If the fund keeps falling, will the principal fall out?

Updated on Financial 2024-03-22
30 answers
  1. Anonymous users2024-02-07

    Theoretically, only when the net value is 0 yuan, the principal will be lost, but the net value will not be 0. Because the over-the-counter net value is very low, the company will convert the share; When the liquidation conditions are met, it will face liquidation, and there will be a part of the remaining principal after the liquidation.

    The market is made up of many, so there will be no delisting on the market. Assuming that in the future, a market ** liquidation delisting, after the delisting, there is still a part of the principal to be withdrawn.

    ** keeps falling will not be left with a penny, because as long as ** is not cleared, the principal will not be all gone, and even if it is ** liquidated, investors can get some money back. Liquidation refers to the realization of all assets and the distribution of the proceeds to the holders, which is not a dissolution that shows understanding, and investors have nothing left.

    According to the relevant laws and regulations of China, during the duration of the open-ended contract, if the net asset value is less than 50 million yuan for 60 consecutive days, or the number of share holders for 60 consecutive days does not reach 200, the manager has the right to announce the termination of the contract after approval by the China Securities Regulatory Commission.

    There is a certain percentage of investment, for example, the highest is generally 95%, and 5% is invested in bonds, etc., and there must be a certain percentage of cash left, so even if it is the worst, it is unlikely to fall, but it will fall very badly.
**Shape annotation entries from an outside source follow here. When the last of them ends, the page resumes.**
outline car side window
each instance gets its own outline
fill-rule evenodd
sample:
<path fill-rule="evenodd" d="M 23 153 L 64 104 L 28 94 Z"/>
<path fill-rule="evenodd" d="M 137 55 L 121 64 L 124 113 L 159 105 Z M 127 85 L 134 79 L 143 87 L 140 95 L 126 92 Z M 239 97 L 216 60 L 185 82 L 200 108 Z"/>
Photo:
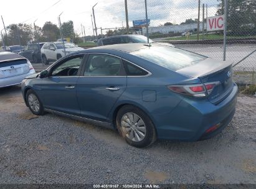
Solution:
<path fill-rule="evenodd" d="M 83 58 L 83 55 L 67 58 L 60 65 L 54 68 L 52 76 L 77 76 Z"/>
<path fill-rule="evenodd" d="M 55 49 L 55 46 L 54 45 L 54 44 L 50 44 L 50 49 Z"/>
<path fill-rule="evenodd" d="M 103 54 L 91 54 L 85 65 L 85 76 L 120 76 L 122 73 L 121 60 Z"/>
<path fill-rule="evenodd" d="M 127 76 L 143 76 L 148 74 L 148 71 L 126 60 L 123 60 L 123 63 Z"/>

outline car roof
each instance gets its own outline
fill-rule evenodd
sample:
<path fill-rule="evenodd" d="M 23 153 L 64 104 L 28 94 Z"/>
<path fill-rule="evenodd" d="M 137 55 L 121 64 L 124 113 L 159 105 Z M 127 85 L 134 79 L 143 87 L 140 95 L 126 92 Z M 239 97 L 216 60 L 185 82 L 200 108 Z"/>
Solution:
<path fill-rule="evenodd" d="M 18 59 L 18 58 L 25 58 L 24 57 L 11 52 L 0 52 L 0 62 Z"/>
<path fill-rule="evenodd" d="M 21 45 L 12 45 L 12 46 L 9 46 L 9 47 L 22 47 Z"/>
<path fill-rule="evenodd" d="M 99 46 L 97 47 L 93 47 L 88 48 L 87 50 L 113 50 L 122 51 L 127 53 L 130 53 L 133 51 L 136 51 L 141 48 L 145 48 L 148 47 L 147 44 L 115 44 L 105 46 Z M 87 51 L 87 50 L 85 50 Z"/>
<path fill-rule="evenodd" d="M 100 40 L 105 40 L 107 39 L 111 39 L 111 38 L 118 38 L 118 37 L 136 37 L 136 36 L 141 36 L 142 35 L 114 35 L 114 36 L 110 36 L 104 37 L 103 39 L 100 39 Z M 144 36 L 144 35 L 142 35 Z"/>

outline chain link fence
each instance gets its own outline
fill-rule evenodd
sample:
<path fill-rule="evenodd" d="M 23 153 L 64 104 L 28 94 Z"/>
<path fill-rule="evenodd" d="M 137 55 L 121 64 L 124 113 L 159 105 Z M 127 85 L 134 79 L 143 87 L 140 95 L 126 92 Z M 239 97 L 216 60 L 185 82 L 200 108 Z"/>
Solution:
<path fill-rule="evenodd" d="M 209 31 L 206 21 L 210 17 L 224 14 L 225 1 L 227 1 L 228 10 L 225 60 L 234 62 L 234 70 L 237 72 L 254 73 L 256 69 L 255 0 L 146 0 L 149 38 L 156 42 L 173 44 L 176 47 L 222 60 L 224 32 Z M 81 37 L 81 34 L 77 34 L 75 35 L 77 40 L 74 42 L 79 43 L 82 40 L 85 42 L 95 40 L 101 41 L 102 44 L 98 45 L 102 45 L 106 37 L 134 34 L 142 35 L 145 37 L 135 35 L 137 36 L 135 39 L 113 38 L 111 41 L 109 40 L 105 44 L 147 42 L 145 2 L 145 0 L 99 0 L 93 7 L 94 12 L 92 11 L 92 16 L 87 17 L 86 20 L 87 25 L 91 27 L 91 33 L 93 31 L 93 34 L 85 37 L 83 26 L 82 36 L 83 35 L 84 37 Z M 72 16 L 77 14 L 80 13 L 74 14 Z M 72 18 L 71 16 L 70 19 Z M 32 24 L 31 25 L 33 29 Z M 31 25 L 17 26 L 27 28 Z M 39 40 L 35 37 L 35 41 L 51 41 L 52 37 L 57 37 L 55 35 L 59 37 L 57 26 L 55 29 L 57 31 L 54 34 L 47 34 L 48 38 L 43 38 L 45 34 L 38 28 L 37 33 L 41 32 L 42 35 Z M 18 37 L 21 34 L 18 32 L 18 28 L 12 30 L 16 32 L 12 35 L 14 37 L 9 39 L 9 44 L 11 40 L 12 44 L 15 44 L 15 41 L 18 42 L 16 44 L 21 44 L 26 40 Z M 22 36 L 36 36 L 35 34 L 35 32 L 27 32 L 26 35 L 23 34 Z M 28 37 L 31 38 L 31 36 Z"/>
<path fill-rule="evenodd" d="M 104 29 L 100 38 L 127 34 L 125 1 L 105 1 L 95 7 L 98 29 Z M 235 70 L 253 71 L 256 68 L 256 2 L 228 0 L 227 4 L 225 60 L 234 62 Z M 129 34 L 146 36 L 145 1 L 128 0 L 127 8 Z M 224 0 L 147 0 L 149 37 L 222 60 L 223 30 L 207 32 L 206 19 L 224 14 Z M 101 17 L 111 21 L 111 24 L 97 19 Z M 144 25 L 136 25 L 143 21 Z"/>

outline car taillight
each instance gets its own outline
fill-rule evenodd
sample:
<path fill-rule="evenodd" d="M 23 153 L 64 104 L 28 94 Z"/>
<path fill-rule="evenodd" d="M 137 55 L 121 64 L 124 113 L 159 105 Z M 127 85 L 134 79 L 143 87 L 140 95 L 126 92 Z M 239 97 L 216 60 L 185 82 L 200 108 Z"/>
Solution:
<path fill-rule="evenodd" d="M 209 95 L 219 81 L 204 83 L 204 84 L 169 85 L 168 88 L 176 93 L 195 97 L 204 97 Z"/>
<path fill-rule="evenodd" d="M 28 59 L 27 59 L 27 63 L 29 65 L 29 70 L 34 70 L 33 66 Z"/>

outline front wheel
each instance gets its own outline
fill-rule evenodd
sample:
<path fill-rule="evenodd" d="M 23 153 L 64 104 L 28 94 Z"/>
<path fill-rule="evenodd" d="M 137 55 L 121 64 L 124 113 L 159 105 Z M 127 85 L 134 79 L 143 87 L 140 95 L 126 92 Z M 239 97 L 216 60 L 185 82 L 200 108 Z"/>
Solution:
<path fill-rule="evenodd" d="M 29 108 L 31 112 L 36 115 L 43 115 L 44 114 L 44 108 L 36 93 L 29 90 L 26 95 Z"/>
<path fill-rule="evenodd" d="M 154 126 L 149 117 L 135 106 L 122 107 L 117 113 L 116 123 L 120 134 L 131 145 L 144 147 L 156 141 Z"/>
<path fill-rule="evenodd" d="M 48 65 L 49 63 L 49 61 L 47 60 L 47 58 L 46 58 L 45 55 L 42 55 L 42 60 L 44 65 Z"/>

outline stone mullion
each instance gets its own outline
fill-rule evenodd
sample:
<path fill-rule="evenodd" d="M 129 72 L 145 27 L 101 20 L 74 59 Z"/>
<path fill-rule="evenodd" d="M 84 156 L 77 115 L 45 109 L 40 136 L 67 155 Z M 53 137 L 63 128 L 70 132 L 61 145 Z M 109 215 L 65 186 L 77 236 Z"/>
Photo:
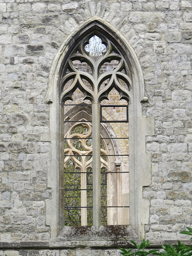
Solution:
<path fill-rule="evenodd" d="M 98 229 L 101 219 L 100 105 L 98 103 L 92 105 L 92 130 L 93 225 Z"/>

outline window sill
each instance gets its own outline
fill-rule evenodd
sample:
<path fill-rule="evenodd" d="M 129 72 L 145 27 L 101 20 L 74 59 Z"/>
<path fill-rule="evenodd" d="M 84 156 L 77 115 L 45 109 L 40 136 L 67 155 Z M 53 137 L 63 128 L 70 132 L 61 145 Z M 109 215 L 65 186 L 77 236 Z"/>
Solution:
<path fill-rule="evenodd" d="M 102 226 L 98 230 L 94 226 L 65 226 L 60 232 L 56 242 L 67 242 L 71 244 L 74 243 L 79 246 L 108 247 L 127 245 L 130 239 L 138 240 L 135 231 L 130 226 Z"/>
    Even if the company goes bankrupt, the net value of the company will not fall to 0, which is what everyone calls the fall. However, if the net value of ** has been **, then it is possible to lose the principal. Therefore, the timing and variety of buying ** are very important, and it is particularly important to choose the right one.

    If the ** you bought has been falling, you can have several options, such as: timely throwing, perseverance and so on. Invest with idle funds, calm down and don't affect your daily work and life, and don't chase the rise and fall.

    Doing medium and long-term capital market investment is to invest in the country's economy, also known as the national fortune, if you have no confidence in the country, or think that the future is bleak, then the money in your hand will not have much value in the future.

  2. Anonymous users2024-02-06

    If it keeps falling, it usually won't go down, because he has a portfolio and has it.

  3. Anonymous users2024-02-05

    It will definitely fall the principal, if it keeps falling, you should stop the loss in time, don't let yourself lose more and more.

  4. Anonymous users2024-02-04

    It shouldn't come to this point, after falling a part, you feel that there is no room for maneuver, you can sell all these **, there is no need to let the principal fall out.

  5. Anonymous users2024-02-03

    If the contract is written, when it falls to a certain value, it will trigger the clearance. Protecting the interests of investors.

  6. Anonymous users2024-02-02

    Hello, this situation will hardly happen, because this **manager will not be so bad and will let himself fall to zero yuan**.

  7. Anonymous users2024-02-01

    Definitely. If the ** you bought has been in a state of decline, then you will definitely end up with all the principal.

  8. Anonymous users2024-01-31

    Of course I won't. If you buy active **, these ** generally have a stop-loss line, and you will not lose the principal.

  9. Anonymous users2024-01-30

    If the ** keeps falling, it will stop if it falls below a certain extent, and there will be no situation where the principal will fall out.

  10. Anonymous users2024-01-29

    It's probably yes, because it's not very good now, and it's been falling for many days, so it's hard to get back to your capital.

  11. Anonymous users2024-01-28

    Yes, it is basically difficult to recover the cost, because this kind of situation of falling for more than ten days in a row is rare.

  12. Anonymous users2024-01-27

    This is not very certain, because ** is originally relatively volatile, and it is likely to rise for more than ten days in a row.

  13. Anonymous users2024-01-26

    I don't think so, because ** is inherently uncertain.

  14. Anonymous users2024-01-25

    No matter what it is, even if it keeps falling, it will not lose the principal.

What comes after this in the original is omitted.